Our system of provincially-funded higher education means that it is difficult to compare across provinces. For example, Ontario has deregulated professional program tuition and provided substantial capital grants for new building construction at business schools. Quebec has deregulated tuition for MBA programs but has kept undergraduate tuition very low. Queen’s University has an opt-out provision in its student building fee, but only because it is required to do so by government regulation. Also, rather than supporting a mortgage, this fee is fundraising a fixed amount. In any case, the more students opt out from paying the fee, the longer the fee will be in place until that fixed amount is raised.
What is this accreditation thing anyway?
Accreditation is a stamp of approval from a major association of university business schools. We have two types of approval—from government oversight and from independent accreditation bodies.
American Association of Collegiate Business Schools (AACSB) and EFMD (European Federation of Management) are the two accreditation bodies that we work with. Virtually all of our exchange partners are accredited by one of these two bodies.
How does the process work? Prior to the Accreditation visit, the school fills out a 50-page report that describes the operation of the school, including majors and minors, all courses, all professors and their training and publications, the office and advising structure, the career centre and relationship with major employers, etc. Then, 3-4 deans from comparable business schools visit for 2-3 days and interview students, professors, and staff; tour classrooms and libraries; visit with the dean, provost, and university president; and examine financial records, class outlines, and discuss teaching philosophy.
They are completely independent. However, for many rankings you must be accredited before you can be measured in the rankings.
What is the total building cost?
As noted in the Board of Governors document, the Phase 1 budget was 46.1million and the proposed Phase 2 capital budget is 17.9 million. Phase 2 was originally approved conditional on the 2006 student fee being approved, then conditional on provincial funding in the amount of 18 million dollars in lieu of the student fee that has been turned down. Now that this previously promised government funding has been withdrawn, Phase 2 will only be approved conditional on the current student referendum. The university has provided bridge funding and loan guarantees in the amount of 20.1 million dollars. This amount must be paid back. Fund-raising has provided about 24 million dollars. Another 12 million dollars will be sought through further fundraising. An MBA student fee along with several small on-campus funding sources will yield a further $8 million. A $20 million mortgage will be raised through the annual student fees to support the Sauder building renewal to cover the rest of the total building cost of just under 65 million.
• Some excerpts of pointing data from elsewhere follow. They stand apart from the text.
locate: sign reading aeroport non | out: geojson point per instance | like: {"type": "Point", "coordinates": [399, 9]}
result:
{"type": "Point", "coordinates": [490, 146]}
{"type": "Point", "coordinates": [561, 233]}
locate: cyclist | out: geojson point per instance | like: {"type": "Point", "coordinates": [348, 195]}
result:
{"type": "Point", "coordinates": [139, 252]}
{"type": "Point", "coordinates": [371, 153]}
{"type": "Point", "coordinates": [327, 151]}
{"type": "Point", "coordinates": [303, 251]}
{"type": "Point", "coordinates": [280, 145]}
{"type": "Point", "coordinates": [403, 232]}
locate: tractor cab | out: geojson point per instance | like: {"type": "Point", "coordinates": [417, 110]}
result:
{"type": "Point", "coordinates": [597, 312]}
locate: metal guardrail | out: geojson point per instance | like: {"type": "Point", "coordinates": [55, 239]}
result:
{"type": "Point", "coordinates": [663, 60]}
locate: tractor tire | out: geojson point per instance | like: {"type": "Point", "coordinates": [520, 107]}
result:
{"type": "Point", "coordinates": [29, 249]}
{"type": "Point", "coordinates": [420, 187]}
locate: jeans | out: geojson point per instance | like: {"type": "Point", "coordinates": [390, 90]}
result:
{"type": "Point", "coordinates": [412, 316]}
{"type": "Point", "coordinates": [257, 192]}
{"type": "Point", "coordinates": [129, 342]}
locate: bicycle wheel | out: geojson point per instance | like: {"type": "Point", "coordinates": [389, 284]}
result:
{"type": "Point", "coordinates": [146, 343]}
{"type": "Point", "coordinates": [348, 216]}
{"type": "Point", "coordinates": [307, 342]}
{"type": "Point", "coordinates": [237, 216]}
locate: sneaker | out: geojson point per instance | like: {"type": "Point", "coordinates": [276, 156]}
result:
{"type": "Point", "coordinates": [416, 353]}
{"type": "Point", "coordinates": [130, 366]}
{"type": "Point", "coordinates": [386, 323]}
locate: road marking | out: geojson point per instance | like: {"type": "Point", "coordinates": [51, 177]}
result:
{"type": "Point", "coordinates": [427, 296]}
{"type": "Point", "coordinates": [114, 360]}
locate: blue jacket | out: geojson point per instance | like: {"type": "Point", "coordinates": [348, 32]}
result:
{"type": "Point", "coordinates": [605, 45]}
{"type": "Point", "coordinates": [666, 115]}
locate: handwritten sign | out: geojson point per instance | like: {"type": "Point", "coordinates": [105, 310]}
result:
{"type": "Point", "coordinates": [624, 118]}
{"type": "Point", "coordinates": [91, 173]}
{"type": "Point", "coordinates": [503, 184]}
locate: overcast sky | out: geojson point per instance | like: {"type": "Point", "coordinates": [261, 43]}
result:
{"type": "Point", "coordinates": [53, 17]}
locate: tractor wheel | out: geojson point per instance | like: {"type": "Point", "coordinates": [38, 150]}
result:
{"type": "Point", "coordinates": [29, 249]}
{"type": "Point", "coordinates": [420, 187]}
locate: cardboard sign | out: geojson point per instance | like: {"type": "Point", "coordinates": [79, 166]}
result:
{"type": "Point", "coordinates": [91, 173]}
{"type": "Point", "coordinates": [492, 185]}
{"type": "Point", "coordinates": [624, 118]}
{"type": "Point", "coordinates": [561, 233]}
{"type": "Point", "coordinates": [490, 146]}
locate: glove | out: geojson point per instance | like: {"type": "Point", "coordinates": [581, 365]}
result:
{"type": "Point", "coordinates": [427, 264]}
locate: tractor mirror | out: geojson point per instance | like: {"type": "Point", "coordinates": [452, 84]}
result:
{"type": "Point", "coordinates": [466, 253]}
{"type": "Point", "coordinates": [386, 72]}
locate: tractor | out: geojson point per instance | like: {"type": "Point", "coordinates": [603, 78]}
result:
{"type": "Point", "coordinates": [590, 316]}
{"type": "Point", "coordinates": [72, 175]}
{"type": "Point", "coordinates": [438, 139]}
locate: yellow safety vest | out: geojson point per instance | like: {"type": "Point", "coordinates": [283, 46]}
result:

In the next two years, Phase 2 will renovate existing classrooms in Henry Angus floors 2 through 4, provide an expanded and updated Learning Commons; develop a trading room; and provide additional conference rooms.
Is this fee included in the CUS Constitution?
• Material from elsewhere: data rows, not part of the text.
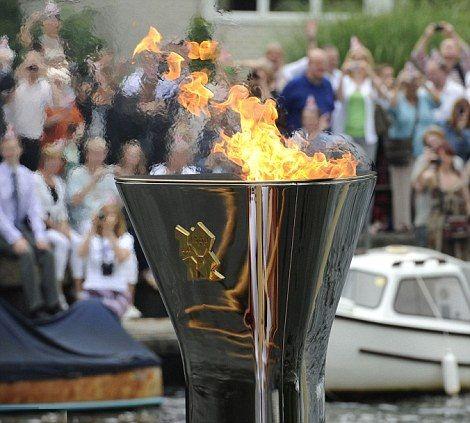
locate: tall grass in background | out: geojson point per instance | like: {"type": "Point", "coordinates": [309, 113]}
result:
{"type": "Point", "coordinates": [390, 37]}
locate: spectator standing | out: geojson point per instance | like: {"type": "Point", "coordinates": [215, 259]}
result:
{"type": "Point", "coordinates": [63, 111]}
{"type": "Point", "coordinates": [457, 129]}
{"type": "Point", "coordinates": [7, 80]}
{"type": "Point", "coordinates": [357, 95]}
{"type": "Point", "coordinates": [49, 42]}
{"type": "Point", "coordinates": [26, 110]}
{"type": "Point", "coordinates": [51, 192]}
{"type": "Point", "coordinates": [132, 161]}
{"type": "Point", "coordinates": [333, 71]}
{"type": "Point", "coordinates": [443, 90]}
{"type": "Point", "coordinates": [275, 61]}
{"type": "Point", "coordinates": [22, 231]}
{"type": "Point", "coordinates": [110, 266]}
{"type": "Point", "coordinates": [454, 52]}
{"type": "Point", "coordinates": [299, 67]}
{"type": "Point", "coordinates": [90, 186]}
{"type": "Point", "coordinates": [179, 162]}
{"type": "Point", "coordinates": [312, 122]}
{"type": "Point", "coordinates": [313, 83]}
{"type": "Point", "coordinates": [399, 147]}
{"type": "Point", "coordinates": [433, 139]}
{"type": "Point", "coordinates": [450, 204]}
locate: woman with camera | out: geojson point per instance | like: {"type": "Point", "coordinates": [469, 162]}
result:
{"type": "Point", "coordinates": [448, 200]}
{"type": "Point", "coordinates": [457, 129]}
{"type": "Point", "coordinates": [108, 252]}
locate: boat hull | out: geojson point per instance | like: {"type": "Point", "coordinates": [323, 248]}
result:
{"type": "Point", "coordinates": [372, 356]}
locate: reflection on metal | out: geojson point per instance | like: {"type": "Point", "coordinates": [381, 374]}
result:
{"type": "Point", "coordinates": [253, 344]}
{"type": "Point", "coordinates": [196, 252]}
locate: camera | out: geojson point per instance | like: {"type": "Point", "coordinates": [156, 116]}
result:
{"type": "Point", "coordinates": [107, 269]}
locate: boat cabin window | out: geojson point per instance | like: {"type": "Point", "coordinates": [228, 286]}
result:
{"type": "Point", "coordinates": [434, 297]}
{"type": "Point", "coordinates": [364, 289]}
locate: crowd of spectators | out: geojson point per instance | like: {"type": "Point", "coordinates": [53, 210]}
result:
{"type": "Point", "coordinates": [66, 135]}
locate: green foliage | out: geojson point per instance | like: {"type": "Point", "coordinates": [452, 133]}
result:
{"type": "Point", "coordinates": [10, 21]}
{"type": "Point", "coordinates": [390, 37]}
{"type": "Point", "coordinates": [78, 33]}
{"type": "Point", "coordinates": [201, 30]}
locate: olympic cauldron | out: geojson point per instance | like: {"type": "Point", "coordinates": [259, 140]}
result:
{"type": "Point", "coordinates": [251, 274]}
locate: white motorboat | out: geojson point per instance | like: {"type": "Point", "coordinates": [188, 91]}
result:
{"type": "Point", "coordinates": [403, 323]}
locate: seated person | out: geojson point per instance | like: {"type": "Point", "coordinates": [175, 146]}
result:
{"type": "Point", "coordinates": [22, 230]}
{"type": "Point", "coordinates": [110, 264]}
{"type": "Point", "coordinates": [90, 186]}
{"type": "Point", "coordinates": [50, 189]}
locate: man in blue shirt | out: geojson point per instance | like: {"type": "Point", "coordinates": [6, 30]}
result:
{"type": "Point", "coordinates": [313, 83]}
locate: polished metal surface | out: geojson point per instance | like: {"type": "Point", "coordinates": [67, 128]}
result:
{"type": "Point", "coordinates": [253, 343]}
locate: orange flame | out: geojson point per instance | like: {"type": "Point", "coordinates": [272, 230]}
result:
{"type": "Point", "coordinates": [261, 152]}
{"type": "Point", "coordinates": [174, 66]}
{"type": "Point", "coordinates": [194, 96]}
{"type": "Point", "coordinates": [149, 43]}
{"type": "Point", "coordinates": [207, 50]}
{"type": "Point", "coordinates": [236, 93]}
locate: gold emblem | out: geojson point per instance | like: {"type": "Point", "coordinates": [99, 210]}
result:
{"type": "Point", "coordinates": [196, 251]}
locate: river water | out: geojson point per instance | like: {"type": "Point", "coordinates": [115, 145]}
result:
{"type": "Point", "coordinates": [422, 409]}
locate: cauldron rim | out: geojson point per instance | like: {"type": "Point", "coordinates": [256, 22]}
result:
{"type": "Point", "coordinates": [201, 180]}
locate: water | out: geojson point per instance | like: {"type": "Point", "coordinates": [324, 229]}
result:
{"type": "Point", "coordinates": [422, 409]}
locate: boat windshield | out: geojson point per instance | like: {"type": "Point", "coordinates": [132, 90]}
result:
{"type": "Point", "coordinates": [364, 288]}
{"type": "Point", "coordinates": [438, 297]}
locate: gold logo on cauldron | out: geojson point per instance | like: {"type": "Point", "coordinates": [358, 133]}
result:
{"type": "Point", "coordinates": [196, 251]}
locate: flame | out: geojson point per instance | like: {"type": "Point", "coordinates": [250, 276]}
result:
{"type": "Point", "coordinates": [207, 50]}
{"type": "Point", "coordinates": [149, 43]}
{"type": "Point", "coordinates": [194, 96]}
{"type": "Point", "coordinates": [263, 154]}
{"type": "Point", "coordinates": [174, 66]}
{"type": "Point", "coordinates": [235, 95]}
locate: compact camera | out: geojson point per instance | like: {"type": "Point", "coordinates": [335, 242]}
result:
{"type": "Point", "coordinates": [107, 269]}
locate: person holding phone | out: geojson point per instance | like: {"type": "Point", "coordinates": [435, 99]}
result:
{"type": "Point", "coordinates": [453, 51]}
{"type": "Point", "coordinates": [110, 263]}
{"type": "Point", "coordinates": [26, 109]}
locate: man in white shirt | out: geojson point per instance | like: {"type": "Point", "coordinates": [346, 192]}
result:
{"type": "Point", "coordinates": [22, 231]}
{"type": "Point", "coordinates": [443, 89]}
{"type": "Point", "coordinates": [27, 109]}
{"type": "Point", "coordinates": [90, 186]}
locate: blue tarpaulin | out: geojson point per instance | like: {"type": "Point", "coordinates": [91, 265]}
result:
{"type": "Point", "coordinates": [85, 340]}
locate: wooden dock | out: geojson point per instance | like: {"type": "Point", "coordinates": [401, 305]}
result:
{"type": "Point", "coordinates": [156, 334]}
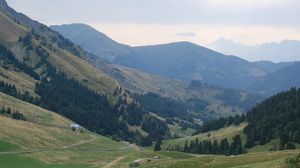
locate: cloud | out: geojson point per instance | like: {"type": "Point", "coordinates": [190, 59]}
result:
{"type": "Point", "coordinates": [186, 34]}
{"type": "Point", "coordinates": [217, 12]}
As per policy, fees are not included in the CUS Constitution, and subsequently this fee has no bearing on the upcoming referendum on updating the constitution.
If this fee is structured as a mandatory donation, will students be receiving any recognition on the wall of donors?
Yes, students will be recognized for their contributions. The architectural firm in charge of the building project has been mandated with designing the recognition piece and incorporating it with the wall.